Per approfondimenti leggi : ” Gli italiani lo fanno meglio? La questione dell’origine nei nostri prodotti più diffusi” o Perchè ci vuole l’etichettatura d’origine del cibo. Del miele. Ma anche del pomodoro, dell’olio, del latte o del vino.
D’altronde Marco Cuppini deve “vendere” i nuovi sistemi di etichettatura intelligente. E non può dire che molto spesso l’etichettatura attuale non garantisce il consumatore da truffe (prodotti non italiani o non sostenibili).
L’Economia
ETICHETTE LA SPESA È PIÙ GREEN E MADE IN ITALY
di Giulia Cimpanelli
Sostenibilità e «italianità»: sono queste le informazioni che i consumatori apprezzano maggiormente sulle etichette dei prodotti. A rivelarlo, in anteprima su L ‘Economia, è la decima edizione dell’«Osservatorio Immagino di GS1 Italy», che ogni sei mesi restituisce una fotografia del carrello della spesa degli italiani, incrociando i dati di vendita Nielsen con le informazioni riportate sulle etichette dei prodotti nelle categorie alimentari, cura della casa e della persona e petfood).

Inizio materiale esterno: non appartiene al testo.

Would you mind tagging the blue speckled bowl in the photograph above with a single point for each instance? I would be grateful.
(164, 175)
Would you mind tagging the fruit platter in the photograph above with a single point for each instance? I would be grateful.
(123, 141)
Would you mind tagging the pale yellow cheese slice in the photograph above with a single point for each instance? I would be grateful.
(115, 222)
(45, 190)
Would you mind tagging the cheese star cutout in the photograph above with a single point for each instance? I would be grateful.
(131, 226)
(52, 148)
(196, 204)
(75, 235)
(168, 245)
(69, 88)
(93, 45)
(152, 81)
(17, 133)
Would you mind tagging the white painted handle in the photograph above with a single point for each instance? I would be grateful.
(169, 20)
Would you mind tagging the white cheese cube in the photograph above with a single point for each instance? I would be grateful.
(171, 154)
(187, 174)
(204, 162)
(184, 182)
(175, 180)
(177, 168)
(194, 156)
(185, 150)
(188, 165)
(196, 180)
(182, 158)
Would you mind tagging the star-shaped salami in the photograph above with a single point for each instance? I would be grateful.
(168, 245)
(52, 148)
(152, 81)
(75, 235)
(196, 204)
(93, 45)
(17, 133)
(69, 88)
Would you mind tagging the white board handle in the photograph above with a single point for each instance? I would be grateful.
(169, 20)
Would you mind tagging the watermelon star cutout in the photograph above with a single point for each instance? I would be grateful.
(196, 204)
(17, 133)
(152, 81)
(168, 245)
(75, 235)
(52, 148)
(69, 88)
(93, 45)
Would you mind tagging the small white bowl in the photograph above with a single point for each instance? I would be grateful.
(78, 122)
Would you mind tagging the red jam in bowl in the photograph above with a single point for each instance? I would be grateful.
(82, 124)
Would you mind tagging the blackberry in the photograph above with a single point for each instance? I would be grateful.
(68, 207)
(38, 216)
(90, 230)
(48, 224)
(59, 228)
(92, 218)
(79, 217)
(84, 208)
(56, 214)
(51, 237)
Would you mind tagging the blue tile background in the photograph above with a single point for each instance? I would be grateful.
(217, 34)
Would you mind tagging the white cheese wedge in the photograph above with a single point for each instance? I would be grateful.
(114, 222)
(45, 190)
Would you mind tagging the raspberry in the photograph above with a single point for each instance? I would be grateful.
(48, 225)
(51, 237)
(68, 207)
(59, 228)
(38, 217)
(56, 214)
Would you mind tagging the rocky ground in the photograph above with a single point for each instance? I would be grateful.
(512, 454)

«Circa 30 mila dei 125 mila prodotti analizzati riportano in etichetta un claim o un’informazione relativa alla sostenibilità — commenta Marco Cuppini, Research and communication director di GS1 Italy —. Abbiamo riscontrato che le vendite di questi prodotti sono in aumento del 3,2% rispetto all’anno scorso». Il Barometro sostenibilità, dedicato all’analisi dei prodotti che riportano sulla confezione almeno un claim o una certificazione green, dimostra che questi crescono in numero e in fatturato (11,5 miliardi di euro a giugno 2021), così come quelli che forniscono informazioni sulla riciclabilità del packaging. «Il modo di scegliere i prodotti ha subito una trasformazione – prosegue Cuppini —. I nostri nonni compravano in base alla disponibilità, le generazioni successive in base al marchio, oggi si sceglie in base alle informazioni, all’origine della materia prima, come la pasta con 100% di grano italiano. Diventa fattore di scelta anche la confezione in plastica riciclabile o compostabile».

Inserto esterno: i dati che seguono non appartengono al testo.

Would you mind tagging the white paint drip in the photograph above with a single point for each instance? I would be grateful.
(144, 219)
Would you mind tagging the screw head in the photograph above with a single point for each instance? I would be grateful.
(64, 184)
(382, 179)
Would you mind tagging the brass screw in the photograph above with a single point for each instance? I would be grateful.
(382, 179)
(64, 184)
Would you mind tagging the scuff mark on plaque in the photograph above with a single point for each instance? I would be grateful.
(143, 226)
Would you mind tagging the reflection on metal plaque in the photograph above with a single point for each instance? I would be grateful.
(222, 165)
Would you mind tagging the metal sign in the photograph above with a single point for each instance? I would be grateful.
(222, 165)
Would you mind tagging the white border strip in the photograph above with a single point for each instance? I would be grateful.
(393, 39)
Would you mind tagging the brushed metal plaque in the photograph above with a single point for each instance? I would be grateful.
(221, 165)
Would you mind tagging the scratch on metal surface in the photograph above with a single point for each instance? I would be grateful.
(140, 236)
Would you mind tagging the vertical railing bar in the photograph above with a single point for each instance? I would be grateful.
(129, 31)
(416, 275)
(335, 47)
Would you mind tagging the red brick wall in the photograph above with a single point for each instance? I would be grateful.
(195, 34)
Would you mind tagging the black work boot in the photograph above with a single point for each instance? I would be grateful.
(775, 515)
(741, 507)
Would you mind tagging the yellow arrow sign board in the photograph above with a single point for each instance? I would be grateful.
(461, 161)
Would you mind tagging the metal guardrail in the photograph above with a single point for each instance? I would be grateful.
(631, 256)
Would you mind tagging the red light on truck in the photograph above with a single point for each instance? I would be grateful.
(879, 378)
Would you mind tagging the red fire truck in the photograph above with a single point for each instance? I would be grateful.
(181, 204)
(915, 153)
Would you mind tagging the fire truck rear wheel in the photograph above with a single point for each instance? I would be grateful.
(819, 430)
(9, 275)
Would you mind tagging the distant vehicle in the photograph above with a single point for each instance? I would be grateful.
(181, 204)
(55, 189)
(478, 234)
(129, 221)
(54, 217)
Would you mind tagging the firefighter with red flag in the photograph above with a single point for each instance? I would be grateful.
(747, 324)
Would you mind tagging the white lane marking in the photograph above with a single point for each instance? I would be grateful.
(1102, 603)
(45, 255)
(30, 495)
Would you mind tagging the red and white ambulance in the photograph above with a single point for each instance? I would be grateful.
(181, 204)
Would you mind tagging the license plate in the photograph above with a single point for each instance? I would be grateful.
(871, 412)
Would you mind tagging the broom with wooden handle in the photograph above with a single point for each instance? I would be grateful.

I beni che mettono in luce la loro italianità hanno invece raggiunto un fatturato di 8,7 miliardi di euro, +1,8% rispetto ai dodici mesi precedenti. Va molto bene il Docg, con gli 877 vini a Denominazione di origine controllata e garantita che hanno visto aumentare del 17,1% il giro d’affari, oltre i 273 milioni di euro. Importante per i consumatori anche l’indicazione di «regionalità». Quella con il maggior giro d’affari resta il Trentino-Alto Adige, davanti a Sicilia e Piemonte.
Da «senza» a «ricco in…»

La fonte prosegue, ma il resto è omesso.